NEW DELHI -- A surprise inspection by the Delhi Commission of Women at the Asha Kiran home for the mentally challenged on Saturday night reportedly revealed shocking details on the pathetic condition of the patients. At least 11 patients had died in the past two months which was unreported, the team led by DCW chairman Swati Maliwal found.

"Shockingly, nude women were roaming around in the corridors even as there are CCTV cameras installed there which are being monitored by male staff," Maliwal told The Times of India. No reason for the deaths were provided. Child patients were even denied mattresses to sleep in, reported Mail Today.

Asha Kiran was established by the city's government's department of social welfare. The secretary of the department has been now asked to respond to a notice on the matter within 72 hours. The Aam Aadmi Party government had sacked social welfare minister Sandeep Kumar last year, following which deputy chief minister Manish Sisodia has been looking after the department on additional charge.

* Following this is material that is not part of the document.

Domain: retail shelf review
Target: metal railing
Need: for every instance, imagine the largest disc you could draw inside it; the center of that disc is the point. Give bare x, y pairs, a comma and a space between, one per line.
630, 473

According to the report, the DCW team also found that up to four patients shared one bed, and women were asked to remove their clothes and stand in line for baths in the open. Staffers were also found using women patients for personal work--like massaging their legs--and cleaning the facility. Patients were also found to be relieving themselves in corridors, which were not cleaned thereafter. Some were patients who should have been in wheelchairs, but were instead crawling to the toilets.

The team also reportedly found a massive staff shortage in the mental health home. Security was also reported to be lax--allowing the DCW team to enter Asha Kiran without any checks.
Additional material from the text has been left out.